Como o jornalismo cultural latino-americano resiste à pandemia

Como o jornalismo cultural latino-americano resiste à pandemia

25 de junho de 2020
Última atualização: 25 de junho de 2020
Helio Gama Neto

IJNET – 23/06/2020

CONSUELO FERRER

No dia 3 de maio, o @Supay.pe subiu sua primeira foto no Instagram. Diante da interrupção dos suplementos culturais, gastronômicos e turísticos do jornal, os jornalistas se reuniram para montar seu próprio projeto, segundo a conta.

“Já criamos um certo nome”, diz um de seus fundadores, o jornalista Luis Miguel Santa Cruz, do Peru. A página —que anuncia peças de teatro online, resenhas de filmes e entrevistas com artistas— tem 204 seguidores. O projeto surgiu em um cenário completamente desestabilizado pela pandemia: não apenas os eventos culturais se tornaram virtuais, mas a cobertura sofreu seu próprio golpe.

Até março, Santa Cruz escrevia sobre teatro, turismo e gastronomia nos suplementos Variedades e Lo Nuestro, do El Peruano. “Ambos foram suspensos”, ele conta. “É óbvio o impacto que o setor cultural recebeu dentro da imprensa. Nessas semanas, foi o primeiro a cair.”

“Quando as quarentenas começaram, foi erroneamente determinado que a cultura era o que precisava ser deixada de lado para priorizar outras coisas”, diz ele. “As seções não foram completamente fechadas, mas a maioria dos trabalhadores culturais estão paralisados e alguns foram demitidos formalmente.”

Isso também aconteceu no Chile, onde o vírus teve um impacto econômico profundo na mídia impressa. Um dos casos mais emblemáticos é o da revista Sábado do jornal El Mercurio, que publica crônicas e reportagens há mais de 20 anos. Em 16 de maio, a revista foi impressa pela última vez em papel revestido e despediu-se de todos os colunistas de filmes, séries, gastronomia e livros.

Isabel Plant escreveu por 15 anos sobre séries e televisão nessas páginas. “Os espaços de crítica cultural foram reduzidos ao mínimo”, diz ela. “Os críticos especializados perderam esse espaço porque a situação econômica força a mídia a manter apenas os ferros da estrutura”, diz ela, “embora a cultura também seja uma.”

Uma fuga da crise
O que acontece no Chile, afirma a jornalista musical Marisol García, pode ser definido como “parte de uma crise internacional que exige priorizar o conteúdo”. Entretanto, o país, diz ela, tem “prioridades curiosas” e “miopia editorial”. “Os melhores jornais do mundo mantêm suas seções, inclusive de cultura, bem nutridas”, diz ela.
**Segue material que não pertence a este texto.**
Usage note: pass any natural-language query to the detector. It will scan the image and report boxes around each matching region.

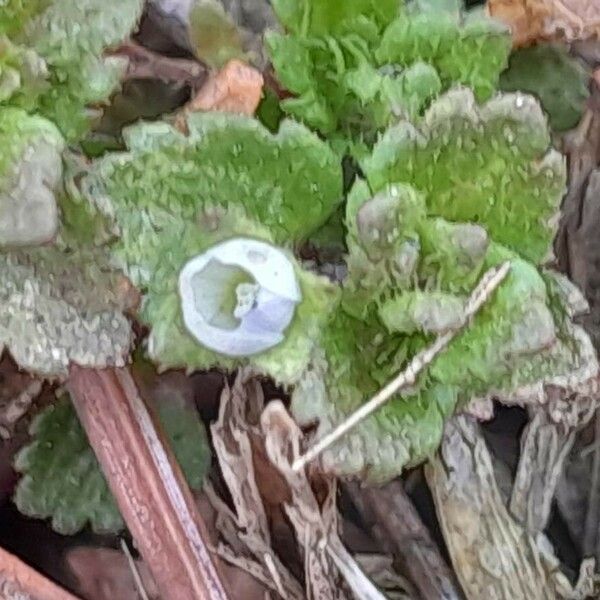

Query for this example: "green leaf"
[82,113,342,255]
[292,90,599,481]
[273,0,400,36]
[14,397,210,535]
[0,247,132,376]
[499,44,590,131]
[0,0,143,140]
[188,0,244,69]
[362,89,566,264]
[265,0,511,145]
[375,3,511,100]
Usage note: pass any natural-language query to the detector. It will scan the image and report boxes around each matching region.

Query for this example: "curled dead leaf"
[487,0,600,47]
[175,59,264,131]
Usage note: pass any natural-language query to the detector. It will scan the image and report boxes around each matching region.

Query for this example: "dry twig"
[292,262,510,471]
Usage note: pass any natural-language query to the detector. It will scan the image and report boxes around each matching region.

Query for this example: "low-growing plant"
[0,0,598,532]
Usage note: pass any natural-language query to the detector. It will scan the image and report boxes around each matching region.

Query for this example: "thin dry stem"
[121,538,150,600]
[292,262,510,471]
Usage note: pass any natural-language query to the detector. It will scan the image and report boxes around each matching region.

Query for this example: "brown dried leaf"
[207,371,304,600]
[185,59,264,115]
[0,548,78,600]
[425,416,594,600]
[510,390,597,534]
[487,0,600,47]
[261,400,384,600]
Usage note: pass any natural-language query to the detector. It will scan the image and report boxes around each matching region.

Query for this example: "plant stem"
[292,262,510,471]
[69,365,228,600]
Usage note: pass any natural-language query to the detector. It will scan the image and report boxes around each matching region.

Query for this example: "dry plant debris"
[426,416,600,600]
[487,0,600,46]
[208,372,392,600]
[0,548,78,600]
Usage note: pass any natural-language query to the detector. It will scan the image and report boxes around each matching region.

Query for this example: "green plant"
[0,0,598,532]
[266,0,510,143]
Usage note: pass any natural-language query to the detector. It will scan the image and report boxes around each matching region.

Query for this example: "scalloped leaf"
[292,90,599,481]
[14,397,210,535]
[265,0,510,143]
[82,112,342,256]
[362,89,566,264]
[0,108,64,247]
[0,247,134,376]
[0,0,144,139]
[499,44,590,131]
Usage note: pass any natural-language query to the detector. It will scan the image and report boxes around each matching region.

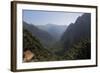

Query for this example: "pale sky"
[23,10,83,25]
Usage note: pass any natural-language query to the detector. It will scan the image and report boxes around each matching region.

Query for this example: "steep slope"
[23,22,55,47]
[23,29,57,62]
[57,13,91,60]
[37,24,67,40]
[61,13,91,49]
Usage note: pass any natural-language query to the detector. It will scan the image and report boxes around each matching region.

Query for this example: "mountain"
[23,22,55,47]
[37,24,67,40]
[23,29,56,62]
[58,13,91,59]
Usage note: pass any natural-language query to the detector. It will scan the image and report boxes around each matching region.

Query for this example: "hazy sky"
[23,10,83,25]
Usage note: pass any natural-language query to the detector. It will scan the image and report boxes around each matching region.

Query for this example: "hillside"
[23,29,58,62]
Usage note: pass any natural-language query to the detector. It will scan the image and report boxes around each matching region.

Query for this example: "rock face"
[23,22,55,47]
[24,50,35,62]
[61,13,91,50]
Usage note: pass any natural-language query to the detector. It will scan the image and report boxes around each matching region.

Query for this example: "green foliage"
[63,39,91,60]
[23,29,59,61]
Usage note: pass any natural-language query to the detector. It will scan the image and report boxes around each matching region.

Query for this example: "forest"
[23,13,91,62]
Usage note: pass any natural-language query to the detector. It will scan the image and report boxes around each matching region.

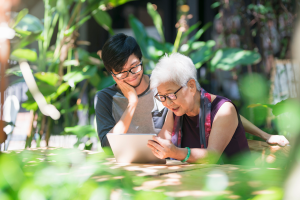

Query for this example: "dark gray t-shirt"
[94,84,168,147]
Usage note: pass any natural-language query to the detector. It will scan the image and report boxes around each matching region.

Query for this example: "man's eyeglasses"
[154,86,182,102]
[110,61,143,80]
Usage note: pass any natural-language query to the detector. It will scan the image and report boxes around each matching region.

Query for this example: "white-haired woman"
[148,53,288,163]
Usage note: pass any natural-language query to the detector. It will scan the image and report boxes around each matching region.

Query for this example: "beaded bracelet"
[181,147,191,162]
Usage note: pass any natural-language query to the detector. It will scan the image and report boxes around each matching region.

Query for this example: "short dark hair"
[101,33,142,72]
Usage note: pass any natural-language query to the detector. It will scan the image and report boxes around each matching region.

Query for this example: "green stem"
[172,28,182,53]
[67,48,72,73]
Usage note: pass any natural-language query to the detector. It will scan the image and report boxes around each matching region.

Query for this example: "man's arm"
[240,115,289,146]
[109,78,138,133]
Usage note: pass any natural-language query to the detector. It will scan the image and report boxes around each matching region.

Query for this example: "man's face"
[112,54,143,88]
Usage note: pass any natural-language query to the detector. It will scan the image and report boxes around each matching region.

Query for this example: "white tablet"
[106,133,166,164]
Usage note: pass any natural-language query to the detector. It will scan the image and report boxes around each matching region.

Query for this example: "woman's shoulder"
[211,94,237,122]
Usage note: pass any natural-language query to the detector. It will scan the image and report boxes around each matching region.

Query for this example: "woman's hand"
[147,136,177,159]
[266,135,290,147]
[113,76,139,105]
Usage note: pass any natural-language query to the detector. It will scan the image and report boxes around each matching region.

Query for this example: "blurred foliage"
[0,148,287,200]
[6,0,129,147]
[129,3,261,74]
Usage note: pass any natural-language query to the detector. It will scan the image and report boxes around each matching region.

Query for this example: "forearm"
[109,103,137,133]
[240,115,271,140]
[171,148,208,163]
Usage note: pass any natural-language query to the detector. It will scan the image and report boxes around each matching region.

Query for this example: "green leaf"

Até o final de maio, García tinha uma seção de música na Tele13 Radio, mas agora não tem mais.

No Peru, Santa Cruz também percebe esse padrão. “Existe uma desconexão muito grande entre os diretores de mídia e o público. A cultura sempre foi considerada o setor menos importante que a mídia cobre e está misturada com entretenimento”, diz ele. Pela resposta que seus artigos recebem nas redes sociais, você acha que é o conteúdo que os leitores desejam receber. “Há um interesse que não está sendo capturado, porque tudo é visto com base nas vendas”, diz ele.

Esses jornalistas garantem que o papel do jornalismo cultural não é secundário e menos durante uma pandemia. “Serve para canalizar essa tensão e estresse que estamos enfrentando. É uma forma de alívio e distração. Peças virtuais, leituras dramatizadas, conversas e workshops estão servindo para que as pessoas encontrem um tipo de alívio para o que estamos vivenciando. Muitos estão abraçando esse movimento cultural para encontrar paz”, diz Santa Cruz.

“O consumo cultural é o que está nos salvando da crise e não acho que as pessoas não o vejam. Acho que não é que não seja valorizado, mas que não há recursos para pagar por isso”, diz Plant. “Em mais de 100 anos, quando esse período for revisto, visitaremos o cinema, o teatro, as músicas. É o que se recorre para saber como as pessoas viviam. É o espelho e a memória. É tudo.”

Se o público pede…
Outro panorama é vivenciado na redação do jornal La Diaria, no Uruguai. “O jornal não reduziu ou demitiu ninguém, mas também é preciso dizer que é muito especial”, explica o coordenador da seção de cultura, José Gabriel Lagos. O jornal opera com base em uma cooperativa. Mais de 70% de sua renda é proveniente de assinaturas.

Assim que o vírus chegou, eles criaram um suplemento chamado “En casa”, onde cultura, shows e atividades complementares, como palavras cruzadas e enigmas, são reunidos. “Havia uma função social: manter nossos leitores, entretidos além de informados”, diz ele. Segundo Lagos, a seção de cultura tem um pouco mais de espaço do que antes.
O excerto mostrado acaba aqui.